It has been years since I sat with my son on my lap, reading him story after story before bed. One of parenthood’s most precious rituals. Now we might call it “downtime” but back then it was so much more. It was as magical as it was practical. My toddler grew sleepy and I got to let my mind wander happily into worlds I thought I had outgrown.
We read anything and everything (as long as it was colorful) but the old-school children’s books from the 1960s and 70s held a special place in my heart. We came to love the cast of characters as well as the writers and illustrators who crafted these treasures. Of course there was Dr. Seuss with Horton, Sam-I-Am, and dozens more unforgettable beings. Leo Lionni’s Alexander and the Wind-Up Mouse. Mercer Mayer and his Little Critter series. Tomie dePaola’s Strega Nona.

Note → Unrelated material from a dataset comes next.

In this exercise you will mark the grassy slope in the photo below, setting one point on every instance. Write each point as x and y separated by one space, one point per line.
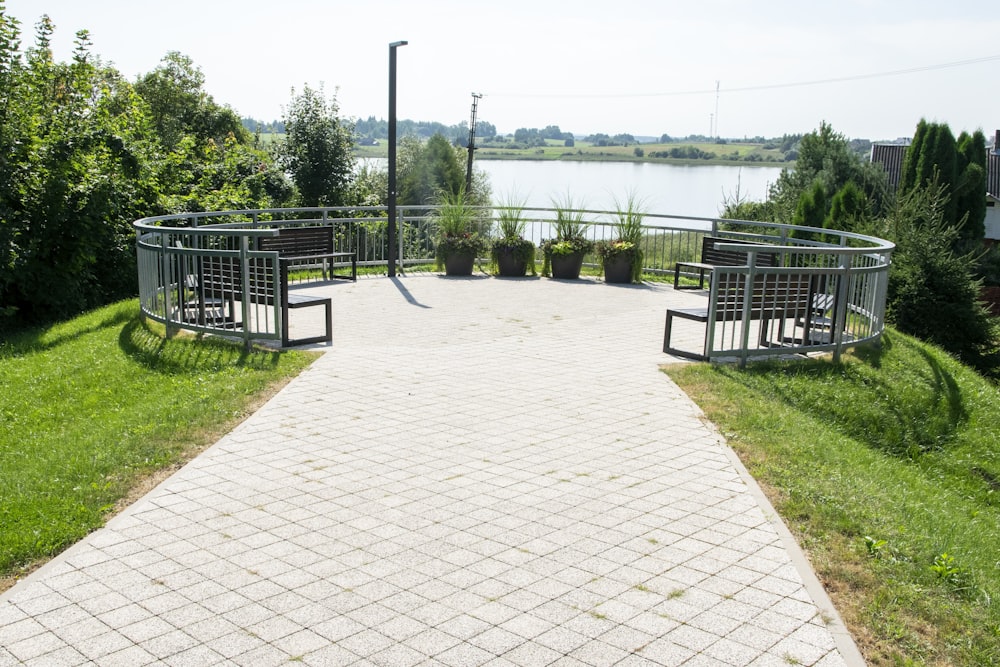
92 407
887 469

Virginia Lee Burton’s Mike Mulligan and His Steam Shovel. Anything by P.D. Eastman. The long-suffering little brother in Judith Viorst’s Alexander and the Terrible, Horrible, No Good, Very Bad Day.
Even then, I knew those moments wouldn’t last long. I knew I would look back and miss the intimacy of that room. But I couldn’t have imagined how much I would miss those characters and the temporary escape from the humdrum they offered.
These days my life is busy; I wear (and juggle) more hats than Esphyr Slobodkina’s traveling salesman in Caps for Sale. There is a distinct absence of magic in this grown-up Muggles world. I suspect I’m not the only adult who occasionally wanders into Barnes & Noble’s children’s section for the chance to re-enter that lost realm. Feel free to join me there next time the mood strikes. I’ll be the one dressed in red and white, just like my role model, Olivia. (Thank you, Ian Falconer!)
What children’s books earned a special place on your bookshelf? Did you ever re-read them for your own pleasure even after your children outgrew them?